The nature of the school librarian’s position poises us for endless possibilities in school leadership.
We know every student
The school librarian is the only academic teacher who sees every student every year in every subject. We have the potential to know where each child struggles and where they are successful. When a classroom teacher shows us a new class list, we can give the teacher background information on how a particular student learns and what strategies have worked for him or her. As students move from grade level to grade level, we are able to communicate information to teachers about the progress of each child.
We know skills
Because of our cross-curricular vantage point, we have the ability to help implement literacy and research skills across the curriculum. When we communicate which skills have been covered and what language was used to subject-specific teachers, continuity and consistency benefits our students as they attempt mastery. When the librarian works with all teachers in all disciplines, skills become embedded in explicit instruction rather than one-shot deals.
We know curriculum and standards
Librarians need to be as comfortable with the Common Core Standards, the Next Gen Science Standards, and the C3 Social Studies Standards as their teaching counterparts. When we are familiar with the standards (& all modern standards have strong roots in inquiry and research), we can sit in department meetings and take part in faculty conversations that are about building curriculum. A strong standards-based curriculum will utilize a standards-based library.
Literacy Best Practices
Of course, librarians know books. Developing a love for reading is an integral part of our job and is essential for student learning. But librarians can also work to help teachers determine which texts will work best in their classrooms as they strive to align their curriculum to meet Common Core literacy across the curriculum standards. Guiding students through research, assisting with reading and writing strategies, and taking part in literacy committees ensure that the librarian is knee deep as an important teacher-leader.
Hub of learning
As many schools shift to personalized learning models, we are reminded time and again that student choice is an important piece to intrinsic motivation.
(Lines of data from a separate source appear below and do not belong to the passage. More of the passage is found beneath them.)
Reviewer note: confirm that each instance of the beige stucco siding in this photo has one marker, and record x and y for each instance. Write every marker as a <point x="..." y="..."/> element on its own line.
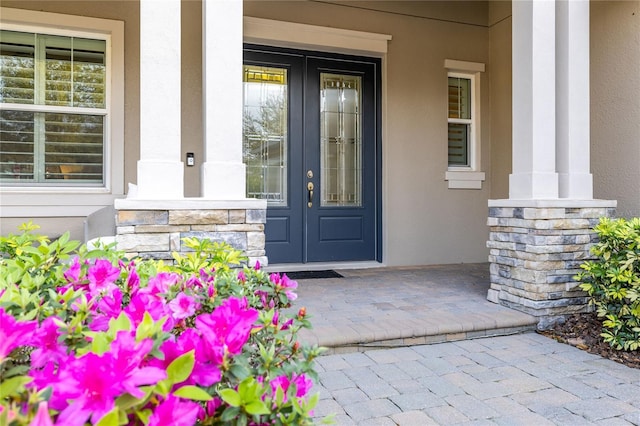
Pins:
<point x="424" y="221"/>
<point x="128" y="12"/>
<point x="500" y="96"/>
<point x="615" y="103"/>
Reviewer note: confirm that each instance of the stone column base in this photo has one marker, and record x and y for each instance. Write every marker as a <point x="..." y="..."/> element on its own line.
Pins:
<point x="536" y="248"/>
<point x="155" y="229"/>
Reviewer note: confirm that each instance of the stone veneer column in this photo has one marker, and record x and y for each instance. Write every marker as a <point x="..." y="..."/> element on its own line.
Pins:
<point x="160" y="169"/>
<point x="535" y="250"/>
<point x="154" y="229"/>
<point x="543" y="232"/>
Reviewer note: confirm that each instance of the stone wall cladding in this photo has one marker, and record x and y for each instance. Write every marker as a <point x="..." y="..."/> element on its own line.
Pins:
<point x="534" y="254"/>
<point x="155" y="234"/>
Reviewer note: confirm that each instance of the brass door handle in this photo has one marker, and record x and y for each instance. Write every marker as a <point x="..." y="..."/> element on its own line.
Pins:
<point x="310" y="192"/>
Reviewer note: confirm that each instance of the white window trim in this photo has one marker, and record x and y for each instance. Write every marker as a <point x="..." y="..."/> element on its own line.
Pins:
<point x="468" y="177"/>
<point x="35" y="201"/>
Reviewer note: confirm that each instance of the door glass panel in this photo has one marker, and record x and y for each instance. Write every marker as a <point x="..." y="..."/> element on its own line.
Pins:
<point x="340" y="140"/>
<point x="265" y="133"/>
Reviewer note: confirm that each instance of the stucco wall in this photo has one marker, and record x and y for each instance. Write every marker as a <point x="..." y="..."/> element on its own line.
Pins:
<point x="128" y="12"/>
<point x="615" y="103"/>
<point x="500" y="96"/>
<point x="424" y="221"/>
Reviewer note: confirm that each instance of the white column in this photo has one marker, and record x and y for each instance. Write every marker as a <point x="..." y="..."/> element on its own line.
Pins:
<point x="534" y="154"/>
<point x="223" y="173"/>
<point x="572" y="94"/>
<point x="160" y="171"/>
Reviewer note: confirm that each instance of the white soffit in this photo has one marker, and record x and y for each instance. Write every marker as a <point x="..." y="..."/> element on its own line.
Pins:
<point x="313" y="37"/>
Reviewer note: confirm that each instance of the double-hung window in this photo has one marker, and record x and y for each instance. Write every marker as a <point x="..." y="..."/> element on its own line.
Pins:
<point x="460" y="118"/>
<point x="61" y="110"/>
<point x="53" y="96"/>
<point x="463" y="125"/>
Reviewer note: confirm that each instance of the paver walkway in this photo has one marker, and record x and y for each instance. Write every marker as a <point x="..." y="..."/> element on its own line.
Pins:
<point x="471" y="379"/>
<point x="405" y="306"/>
<point x="524" y="379"/>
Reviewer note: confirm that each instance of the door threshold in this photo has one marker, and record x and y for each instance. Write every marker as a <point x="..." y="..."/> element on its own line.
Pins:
<point x="319" y="266"/>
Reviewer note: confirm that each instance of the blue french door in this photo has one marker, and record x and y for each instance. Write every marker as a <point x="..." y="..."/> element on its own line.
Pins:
<point x="310" y="146"/>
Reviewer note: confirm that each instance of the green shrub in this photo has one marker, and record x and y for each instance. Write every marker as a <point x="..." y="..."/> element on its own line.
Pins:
<point x="613" y="281"/>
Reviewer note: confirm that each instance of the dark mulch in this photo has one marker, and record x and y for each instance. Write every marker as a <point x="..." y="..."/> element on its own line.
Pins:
<point x="583" y="331"/>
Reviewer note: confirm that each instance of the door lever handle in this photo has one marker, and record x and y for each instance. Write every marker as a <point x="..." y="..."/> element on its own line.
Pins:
<point x="310" y="192"/>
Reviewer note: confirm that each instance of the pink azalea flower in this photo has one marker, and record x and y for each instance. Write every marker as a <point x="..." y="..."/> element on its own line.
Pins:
<point x="42" y="417"/>
<point x="276" y="320"/>
<point x="227" y="328"/>
<point x="161" y="283"/>
<point x="102" y="276"/>
<point x="87" y="388"/>
<point x="45" y="377"/>
<point x="145" y="302"/>
<point x="11" y="414"/>
<point x="205" y="372"/>
<point x="46" y="341"/>
<point x="284" y="283"/>
<point x="301" y="382"/>
<point x="209" y="409"/>
<point x="13" y="333"/>
<point x="110" y="306"/>
<point x="183" y="306"/>
<point x="174" y="411"/>
<point x="72" y="275"/>
<point x="193" y="282"/>
<point x="129" y="356"/>
<point x="133" y="281"/>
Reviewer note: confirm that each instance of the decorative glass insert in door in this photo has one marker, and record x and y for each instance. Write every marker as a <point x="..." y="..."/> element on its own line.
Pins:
<point x="341" y="140"/>
<point x="264" y="133"/>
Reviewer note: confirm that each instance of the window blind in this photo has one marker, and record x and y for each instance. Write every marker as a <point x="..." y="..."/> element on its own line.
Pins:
<point x="41" y="145"/>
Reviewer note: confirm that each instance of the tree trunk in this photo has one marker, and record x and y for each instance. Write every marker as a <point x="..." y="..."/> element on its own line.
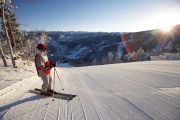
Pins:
<point x="7" y="36"/>
<point x="12" y="34"/>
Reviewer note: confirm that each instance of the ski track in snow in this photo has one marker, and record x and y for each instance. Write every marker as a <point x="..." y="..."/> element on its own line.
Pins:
<point x="130" y="91"/>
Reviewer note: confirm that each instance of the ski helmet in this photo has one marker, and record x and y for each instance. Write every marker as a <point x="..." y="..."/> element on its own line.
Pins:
<point x="41" y="47"/>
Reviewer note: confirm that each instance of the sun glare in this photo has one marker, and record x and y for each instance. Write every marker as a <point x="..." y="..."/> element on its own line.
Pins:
<point x="166" y="28"/>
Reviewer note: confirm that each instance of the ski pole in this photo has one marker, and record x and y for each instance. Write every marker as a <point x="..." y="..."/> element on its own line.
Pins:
<point x="59" y="79"/>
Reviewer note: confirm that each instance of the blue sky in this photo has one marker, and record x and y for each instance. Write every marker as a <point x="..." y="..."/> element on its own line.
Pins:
<point x="96" y="15"/>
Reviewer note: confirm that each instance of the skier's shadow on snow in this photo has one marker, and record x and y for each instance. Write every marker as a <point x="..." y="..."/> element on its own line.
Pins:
<point x="32" y="98"/>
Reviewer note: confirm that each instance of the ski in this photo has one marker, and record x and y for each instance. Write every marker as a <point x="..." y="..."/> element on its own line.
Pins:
<point x="58" y="95"/>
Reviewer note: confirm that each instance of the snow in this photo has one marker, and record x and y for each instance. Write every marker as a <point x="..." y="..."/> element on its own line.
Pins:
<point x="128" y="91"/>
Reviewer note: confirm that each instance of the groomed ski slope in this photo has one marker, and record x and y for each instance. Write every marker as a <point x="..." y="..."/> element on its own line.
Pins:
<point x="129" y="91"/>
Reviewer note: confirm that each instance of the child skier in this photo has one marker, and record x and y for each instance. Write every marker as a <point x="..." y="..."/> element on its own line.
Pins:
<point x="43" y="67"/>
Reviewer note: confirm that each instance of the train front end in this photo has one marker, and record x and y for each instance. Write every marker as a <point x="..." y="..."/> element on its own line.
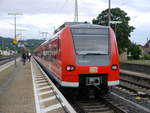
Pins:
<point x="91" y="58"/>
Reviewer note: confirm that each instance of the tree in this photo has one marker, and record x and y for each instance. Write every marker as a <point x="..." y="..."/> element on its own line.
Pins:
<point x="122" y="30"/>
<point x="134" y="51"/>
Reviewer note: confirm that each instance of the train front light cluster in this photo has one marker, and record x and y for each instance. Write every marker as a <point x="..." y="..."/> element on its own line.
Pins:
<point x="70" y="68"/>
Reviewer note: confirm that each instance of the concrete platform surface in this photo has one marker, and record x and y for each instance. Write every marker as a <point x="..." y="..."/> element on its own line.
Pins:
<point x="138" y="74"/>
<point x="16" y="89"/>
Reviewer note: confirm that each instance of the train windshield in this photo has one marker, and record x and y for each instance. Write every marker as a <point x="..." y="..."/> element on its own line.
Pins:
<point x="91" y="41"/>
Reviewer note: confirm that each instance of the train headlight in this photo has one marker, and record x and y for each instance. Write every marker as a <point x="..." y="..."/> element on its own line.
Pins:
<point x="70" y="68"/>
<point x="114" y="67"/>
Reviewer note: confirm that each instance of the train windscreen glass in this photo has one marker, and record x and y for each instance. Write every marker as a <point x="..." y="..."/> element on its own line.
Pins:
<point x="91" y="41"/>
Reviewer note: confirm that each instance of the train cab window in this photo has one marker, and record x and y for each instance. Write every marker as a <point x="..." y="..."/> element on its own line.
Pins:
<point x="91" y="40"/>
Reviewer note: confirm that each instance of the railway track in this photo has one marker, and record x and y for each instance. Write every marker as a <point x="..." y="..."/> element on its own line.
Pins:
<point x="5" y="60"/>
<point x="137" y="85"/>
<point x="97" y="105"/>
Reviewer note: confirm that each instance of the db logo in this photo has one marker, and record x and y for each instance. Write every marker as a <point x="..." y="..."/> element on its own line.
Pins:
<point x="93" y="69"/>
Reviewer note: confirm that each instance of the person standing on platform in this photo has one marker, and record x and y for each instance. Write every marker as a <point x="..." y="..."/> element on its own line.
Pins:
<point x="29" y="56"/>
<point x="24" y="57"/>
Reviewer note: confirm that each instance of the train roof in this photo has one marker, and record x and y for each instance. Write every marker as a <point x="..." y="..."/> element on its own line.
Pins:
<point x="79" y="25"/>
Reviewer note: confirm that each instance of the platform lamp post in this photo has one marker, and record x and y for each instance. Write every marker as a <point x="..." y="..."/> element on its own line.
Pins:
<point x="15" y="40"/>
<point x="109" y="12"/>
<point x="115" y="23"/>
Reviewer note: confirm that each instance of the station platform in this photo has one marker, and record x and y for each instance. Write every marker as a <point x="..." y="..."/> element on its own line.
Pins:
<point x="16" y="89"/>
<point x="27" y="89"/>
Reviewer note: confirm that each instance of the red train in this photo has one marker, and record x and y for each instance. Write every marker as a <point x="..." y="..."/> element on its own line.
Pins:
<point x="81" y="55"/>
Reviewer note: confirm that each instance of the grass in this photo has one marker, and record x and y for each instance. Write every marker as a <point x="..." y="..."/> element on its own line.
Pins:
<point x="145" y="62"/>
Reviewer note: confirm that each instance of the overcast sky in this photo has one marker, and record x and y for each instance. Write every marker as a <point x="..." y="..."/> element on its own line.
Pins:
<point x="46" y="15"/>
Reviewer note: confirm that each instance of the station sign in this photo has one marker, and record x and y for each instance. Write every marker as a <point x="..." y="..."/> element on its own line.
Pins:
<point x="14" y="42"/>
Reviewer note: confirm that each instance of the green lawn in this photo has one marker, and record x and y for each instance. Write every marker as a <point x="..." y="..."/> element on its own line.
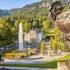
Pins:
<point x="52" y="64"/>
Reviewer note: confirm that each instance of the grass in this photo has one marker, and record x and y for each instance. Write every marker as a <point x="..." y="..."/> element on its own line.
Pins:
<point x="66" y="57"/>
<point x="52" y="64"/>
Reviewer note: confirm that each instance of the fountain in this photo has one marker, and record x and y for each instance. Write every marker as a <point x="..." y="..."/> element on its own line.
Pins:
<point x="20" y="37"/>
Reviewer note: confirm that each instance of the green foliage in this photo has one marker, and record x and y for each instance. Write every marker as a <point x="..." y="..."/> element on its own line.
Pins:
<point x="46" y="25"/>
<point x="42" y="47"/>
<point x="26" y="27"/>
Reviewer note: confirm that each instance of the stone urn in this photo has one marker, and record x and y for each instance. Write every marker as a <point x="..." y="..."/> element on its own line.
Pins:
<point x="63" y="22"/>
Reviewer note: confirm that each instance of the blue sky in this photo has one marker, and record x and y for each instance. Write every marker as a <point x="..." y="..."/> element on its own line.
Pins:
<point x="10" y="4"/>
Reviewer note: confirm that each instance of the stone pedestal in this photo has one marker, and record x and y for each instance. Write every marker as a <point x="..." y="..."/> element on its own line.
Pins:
<point x="62" y="66"/>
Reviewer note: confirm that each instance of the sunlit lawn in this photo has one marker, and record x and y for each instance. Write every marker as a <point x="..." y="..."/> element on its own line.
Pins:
<point x="52" y="64"/>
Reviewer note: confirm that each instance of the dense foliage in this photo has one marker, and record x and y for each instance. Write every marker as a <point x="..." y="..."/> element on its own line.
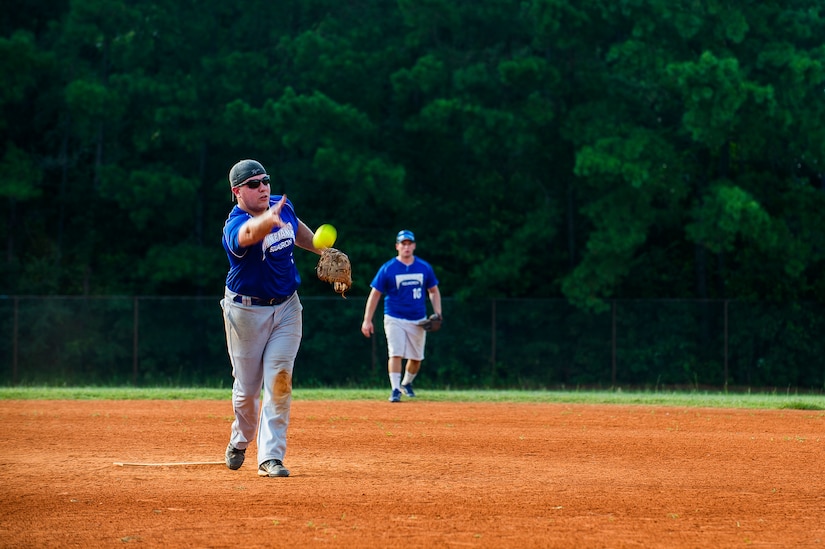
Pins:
<point x="541" y="148"/>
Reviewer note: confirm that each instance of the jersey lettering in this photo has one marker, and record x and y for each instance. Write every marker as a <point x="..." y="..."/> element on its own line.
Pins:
<point x="280" y="239"/>
<point x="411" y="279"/>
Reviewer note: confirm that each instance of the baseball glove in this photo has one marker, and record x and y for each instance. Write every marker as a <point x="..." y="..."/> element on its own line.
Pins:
<point x="334" y="267"/>
<point x="431" y="323"/>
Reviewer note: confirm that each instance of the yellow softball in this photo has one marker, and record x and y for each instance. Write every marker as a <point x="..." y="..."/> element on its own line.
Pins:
<point x="324" y="236"/>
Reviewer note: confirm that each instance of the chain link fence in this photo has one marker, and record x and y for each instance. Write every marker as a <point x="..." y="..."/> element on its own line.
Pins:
<point x="502" y="343"/>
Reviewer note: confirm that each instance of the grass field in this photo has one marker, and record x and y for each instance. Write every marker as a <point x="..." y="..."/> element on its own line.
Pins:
<point x="773" y="400"/>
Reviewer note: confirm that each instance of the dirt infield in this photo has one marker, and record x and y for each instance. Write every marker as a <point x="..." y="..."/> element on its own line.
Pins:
<point x="417" y="474"/>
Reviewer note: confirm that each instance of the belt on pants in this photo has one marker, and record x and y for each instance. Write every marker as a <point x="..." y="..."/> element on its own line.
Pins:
<point x="249" y="300"/>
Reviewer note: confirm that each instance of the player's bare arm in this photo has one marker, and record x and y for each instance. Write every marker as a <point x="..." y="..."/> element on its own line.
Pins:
<point x="435" y="299"/>
<point x="254" y="230"/>
<point x="369" y="310"/>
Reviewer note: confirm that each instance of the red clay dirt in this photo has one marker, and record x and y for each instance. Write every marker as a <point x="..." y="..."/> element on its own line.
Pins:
<point x="417" y="474"/>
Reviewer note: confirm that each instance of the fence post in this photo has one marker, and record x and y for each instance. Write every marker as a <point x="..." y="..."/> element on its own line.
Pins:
<point x="15" y="337"/>
<point x="726" y="345"/>
<point x="613" y="347"/>
<point x="493" y="342"/>
<point x="136" y="317"/>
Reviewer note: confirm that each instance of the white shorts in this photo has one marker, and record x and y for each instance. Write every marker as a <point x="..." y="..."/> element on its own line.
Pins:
<point x="405" y="338"/>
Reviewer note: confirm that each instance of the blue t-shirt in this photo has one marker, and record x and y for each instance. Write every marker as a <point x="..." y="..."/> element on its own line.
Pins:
<point x="405" y="287"/>
<point x="267" y="268"/>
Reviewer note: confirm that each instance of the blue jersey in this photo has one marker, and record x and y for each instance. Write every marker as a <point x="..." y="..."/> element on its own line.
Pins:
<point x="267" y="268"/>
<point x="404" y="287"/>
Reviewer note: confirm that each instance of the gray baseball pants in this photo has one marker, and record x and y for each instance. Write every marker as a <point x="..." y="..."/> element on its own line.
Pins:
<point x="263" y="342"/>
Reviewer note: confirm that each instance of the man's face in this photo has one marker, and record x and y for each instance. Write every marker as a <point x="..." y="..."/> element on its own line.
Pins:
<point x="405" y="248"/>
<point x="253" y="194"/>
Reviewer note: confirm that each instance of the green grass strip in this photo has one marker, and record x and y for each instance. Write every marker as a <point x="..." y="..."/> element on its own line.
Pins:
<point x="646" y="398"/>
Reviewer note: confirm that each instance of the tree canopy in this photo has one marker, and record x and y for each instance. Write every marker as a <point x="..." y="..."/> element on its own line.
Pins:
<point x="538" y="148"/>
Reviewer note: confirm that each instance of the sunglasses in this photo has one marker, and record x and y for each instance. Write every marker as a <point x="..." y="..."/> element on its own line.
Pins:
<point x="257" y="183"/>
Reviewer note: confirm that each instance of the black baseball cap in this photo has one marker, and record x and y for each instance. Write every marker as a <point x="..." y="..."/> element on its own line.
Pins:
<point x="405" y="235"/>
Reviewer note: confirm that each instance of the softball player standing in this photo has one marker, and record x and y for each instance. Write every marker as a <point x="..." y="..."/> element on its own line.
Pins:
<point x="403" y="281"/>
<point x="262" y="315"/>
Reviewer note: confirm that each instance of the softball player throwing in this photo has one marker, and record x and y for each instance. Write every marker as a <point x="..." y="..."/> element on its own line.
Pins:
<point x="403" y="281"/>
<point x="262" y="315"/>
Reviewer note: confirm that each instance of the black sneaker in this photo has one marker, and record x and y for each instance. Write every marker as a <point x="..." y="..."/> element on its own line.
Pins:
<point x="273" y="468"/>
<point x="234" y="457"/>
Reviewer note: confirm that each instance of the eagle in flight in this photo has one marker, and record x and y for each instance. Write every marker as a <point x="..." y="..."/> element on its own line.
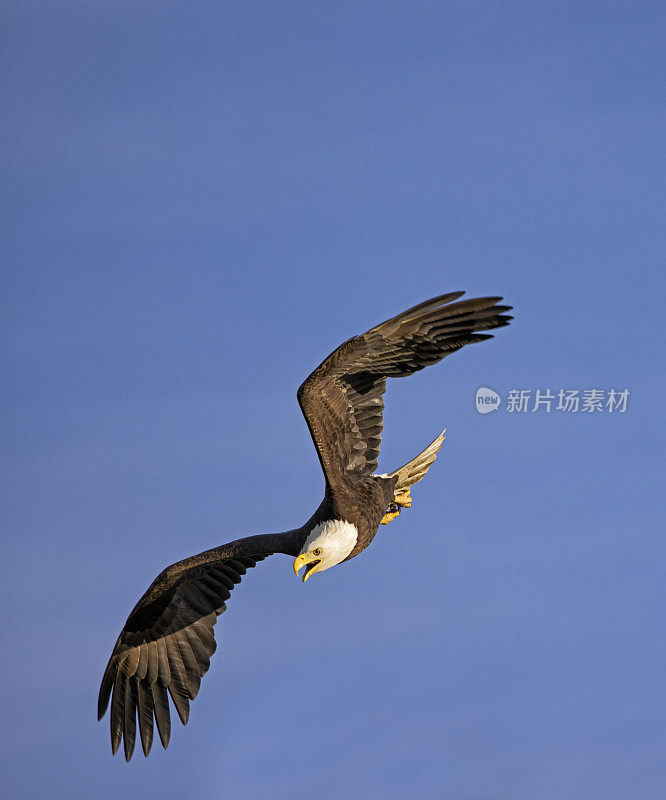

Best practices show that when students are given choice in inquiry-based learning, they are more likely to become heavily invested in their academics. But as students are given authentic choices, it means they are not so reliant on classroom-provided materials. The library is poised to become the hub of the educational environment. Every student should be engaged with library-centered learning as they investigate their world, and librarians need to be ready to assist in all academics. We may not be experts at everything, but we are an expert at finding everything!
When we examine the potential of the school librarian as a leader, a certain urgency emerges. We need to do our job well in order for students to achieve full potential. When we know students, skills, curriculum, standards, and best learning practices, we become critical instructional leaders, unifying our schools to better serve our students, proving that indeed, librarianship is leadership.